In aller Stille
«Wir müssen Abschied nehmen.» Die Pfarrerin benötigt keine Anstrengung, ihre Worte erreichen die Trauernden ohne Mikrophon. Sie stehen im Kreis um die Urne. Eine kurze Erinnerung. 85 Jahre. Ein Bibelwort. Der Weg zum Grab. «Erde zu Erde, Asche zu Asche...». Dreifacher Erdwurf. Blütenblätter. Eine halbe Stunde. Dann gehen sie. Zehn Personen. «Die Kirche ist für uns zu gross», diesen Satz hört die Pfarrerin häufiger. Und auch, dass der Verstorbene keine «grosse Beerdigung» gewünscht habe.
Abschied als Privatsache
Abdankungen werden nicht nur individueller. Sie wandeln sich immer mehr vom öffentlichen zum fast privaten Anlass. Hatte früher der Aspekt der «Abdankung» aus der grösseren Sozialgemeinschaft, aus der Wohn- und Kirchgemeinde, einen wesentlichen Stellenwert bei der Abschiedsgestaltung, so ist heute oft eine öffentliche Teilnahme nicht erbeten. Es kommt vor, dass die Bekanntmachung des Abdankungsortes und des -zeitpunktes durch die gemeindliche Behörde nicht gewünscht wird. Wer nicht zum «engsten Kreis» gehört, der erfährt nicht selten zufällig und erst sehr viel später vom Versterben eines Nachbarn oder Arbeitskollegen, so dass ein Abschiednehmen nicht mehr möglich ist.
«Du gingst fort...»
Auch Todesanzeigen erfahren den Wandel. Ihr Sinn: Einen Verlust der Öffentlichkeit bekanntzumachen.
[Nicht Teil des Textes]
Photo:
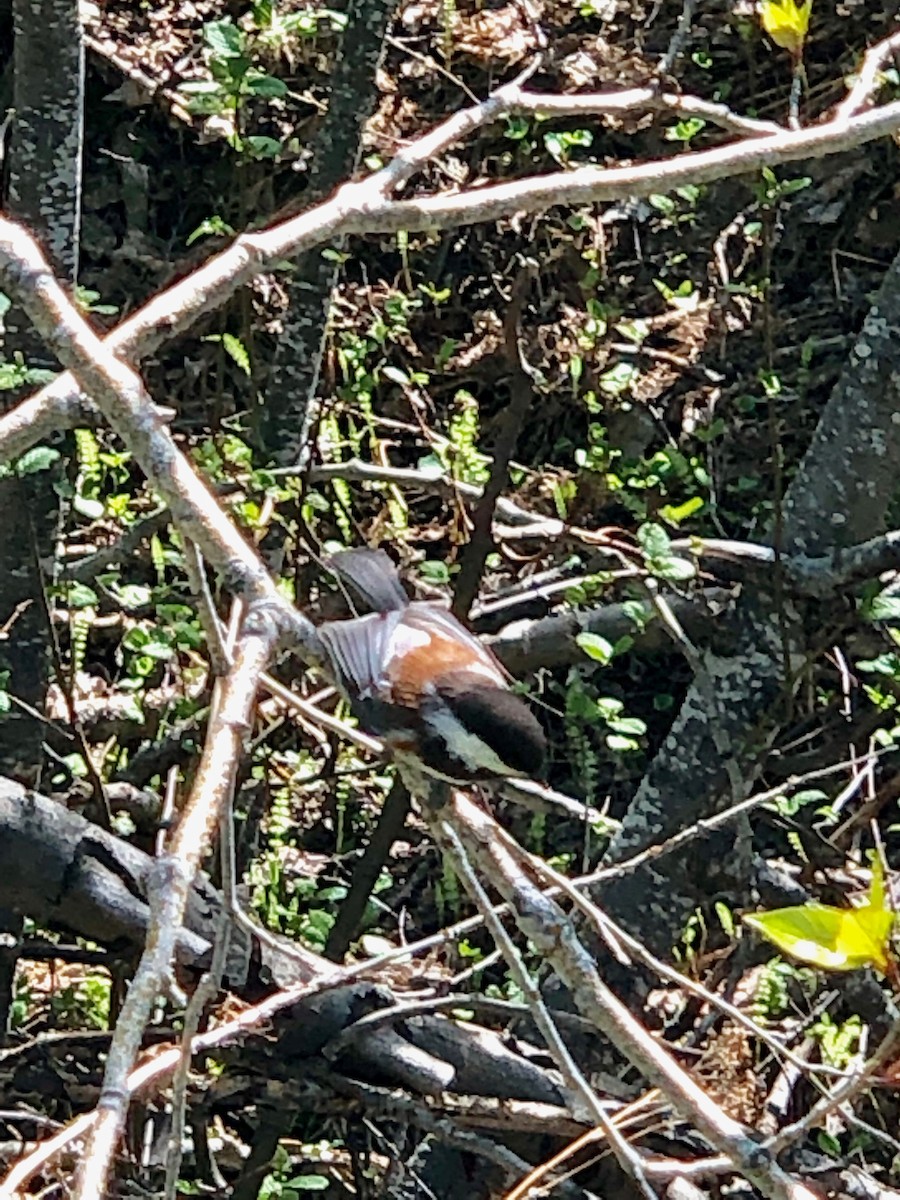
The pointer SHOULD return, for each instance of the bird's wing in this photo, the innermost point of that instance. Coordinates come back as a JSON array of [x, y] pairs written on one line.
[[357, 651]]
Damit nicht nur der engste Familienund Freundeskreis vom Tod eines Menschen erfuhr, zeigten die Angehörigen an, wer verstorben war und wann von ihm Abschied genommen werden konnte. Heute besteht die Traueranzeige häufig in einer fiktiven Kommunikation mit dem Verstorbenen: «Du gingst fort... Wir sind traurig.» In der letzten Zeile: «Wir haben in aller Stille Abschied genommen...» Zugleich bekommt das Abschiednehmen auf den Trauerseiten im Internet eine nie gekannte unpersönliche Öffentlichkeit. Konventionen treten zurück. Individuelle Gestaltung tritt in den Vordergrund Diese allgemeine soziokulturelle Entwicklung macht auch vor der Bestattung nicht Halt. Das macht den Umgang mit Trauersituationen nicht nur einfacher. In der Abschiedsgestaltung ist ein grosser Freiraum entstanden. «Das haben wir zunächst als große Befreiung empfunden; als wir dann vieles von den alten Ritualen abgelegt hatten, wurde uns plötzlich bewusst, dass wir damit auch viel verloren haben», so Reiner Sörries, der sich der Kulturgeschichte des Friedhofs und der Trauer in mehreren Monografien gewidmet hat.
Kompetente Begleitung
Eigene Gestaltungsentscheidungen sind nun unumgänglich und bergen neben Chancen viele Herausforderungen, die bei der Findung eines gemeinsamen Abschiedsweges der Trauernden – in Übereinstimmung mit dem Willen des Verstorbenen – beginnen. Die Aufgabe der Beratung und Begleitung der Trauernden verlangt von den Fachpersonen entsprechende Sachund Personalkompetenz. Häufig sind Abschiede auch «Berührungen mit Kirche». Wo in dieser sensiblen Situation Trauerräume eröffnet werden können, die – bei aller Sorge um die Individualität – Verbundenheit in der gemeinsamen Suche nach einem weiterreichenden Horizont und Halt erleben lassen, entsteht eine Chance auch zu weiterem spirituellem Wachstum. Die Trauerbegleitung im Abschiednehmen bleibt auch darum eine der Kernaufgaben kirchlichen Handelns.